I rescued a young wild pigeon about 2 months ago, hand fed it until it could feed on its own and is now at the age when it can fly around. I have kept it in a temporary home-made open cage in the garage and it knows its spot.
I'd like it to go free, but more-so I'd like it to go free and come back to a spot outdoors that I can create for it.
I believe I would have to 'train' it to know its his new home and then open the doors for it, with the hope it will come back.
I have a yard and a fence, do not want to place anything on the roof, does anyone think my plan of attaching a home to the upper part of a fence practical. 
It is making a mess in the garage, which is my concern. I cannot leave the garage door open for it to always have an entry, hence my option to create something oudoors.
Winters are cold here, but that would not bother them I think, if the home is made to avoid snow and wind.

One other issue: if I just let it go now, open the garage door so it can fly out if it wishes...I do not want my effort to go to waste and it face hardship or be a victim (preyed)

Any ideas will help. In a warmer country we kept it in the veranda where they flew or stayed if they wished.


----------



## Skyeking (Jan 17, 2003)

Thank you for rescuing this young bird.

You know the bird will be very vulnerable to predator attacks as long as he is allowed to fly outside, and by himself he is a sitting duck. It would be best if he were introduced into a flock of feral pigeons if you feel he would be happy free. If life is hard for a feral pigeon where you live, I would keep him in a nice big predator and weather proof aviary and find him a friend.


----------



## lwerden (May 31, 2008)

You mentioned that you have had this bird for 2 months. You have hand fed it. Has the bird become accustomed to you and other humans? If it has lost it's natural fear of humans I would not recommend that you set it free.....as you said you wouldn't want all your efforts to go to waste and the bird to become a victim of any type of preditor...that includes humans. There are many who do not think kindly of pigeons.
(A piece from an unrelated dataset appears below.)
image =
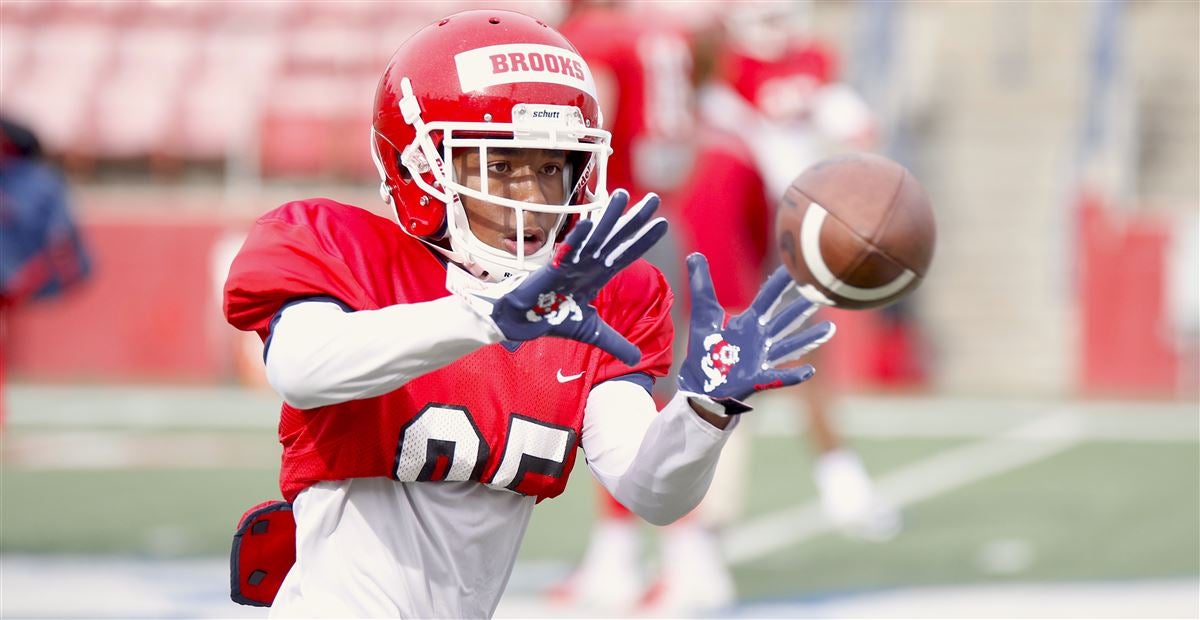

Also you mention that you hand fed the bird until it learned to feed on it's own. How did it learn? From a dish of seed and a bowl of water in the cage? If this bird was not taught by it's parents how to forrage for food and survive in the world on it's own it would most likely starve to death.

Please reconsider releasing this bird. I understand your concern about the garage. Why don't you just move the existing cage outside?


----------



## Msfreebird (Sep 23, 2007)

I agree with Trees Gray and Iwerden. Why not just make a garden aviary with shelter and get him a friend. He could live a long, safe, happy life and you could enjoy their company.


----------



## Mustafa2mahdi (Apr 30, 2009)

Update:
The pigeon does not eat from my hand anymore, but I am not sure if it is not tamed enough to be caught easily. It wants to enter the house thinking its the way out. It has made it out but did not fly high. It is pretty choosy to what seeds it eats, seems to like wheat best. (I say it because it is small, I think it is a he, but am not sure). Wild ferals ate whatever they could find edible (here it seems even the wild ones are spoiled )
I am in the process of creating an outside cage/home for it.
I may have more questions, and will update this thread then.
Thanks for your help.


----------